Part of the strategy is the complete halt of large-scale old growth timber sales. Small-scale will still be available for “community consumption and cultural uses such as totem poles, canoes and tribal artisan use.” The management resources usually employed for the timber sales will be redirected to assist in forest restoration, recreation, and resilience. These efforts will also aid the current push for climate, wildlife habitat, and watershed improvement. In order to provide further stability and certainty to the region, the strategy will also provide for the restoration of the 2001 Roadless Rule protections in the Tongass National Forest.
Since Southeast Alaska is an area with diverse needs, the USDA claims it is necessary to collaborate with groups who represent the diverse interests of the area. Secretary Tom Vilsack described the motive behind the new USDA initiative, explaining, “we look forward to meaningful consultation with Tribal governments and Alaska Native corporations, and engaging with local communities, partners, and the State to prioritize management and investments in the region that reflect a holistic approach to the diverse values present in the region.”

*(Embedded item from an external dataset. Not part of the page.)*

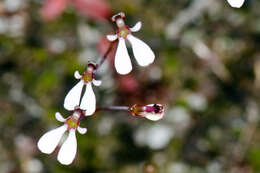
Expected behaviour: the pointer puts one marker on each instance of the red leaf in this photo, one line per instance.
(95, 9)
(52, 8)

Ultimately, the new Southeast Alaska Sustainability Strategy will aid in identifying long-term economic opportunities and make use of the resources in Southeast Alaska while also reflecting the cultural heritage of the area. The next 30 days will involve the USDA collaborating with different groups to design practical approaches and opportunities for the $25 million investment. Every effort will be taken by the USDA to maintain the old growth temperate rainforest in Southeast Alaska. The strategy is in direct alignment with the Biden administration’s efforts to address climate change on a global and local scale.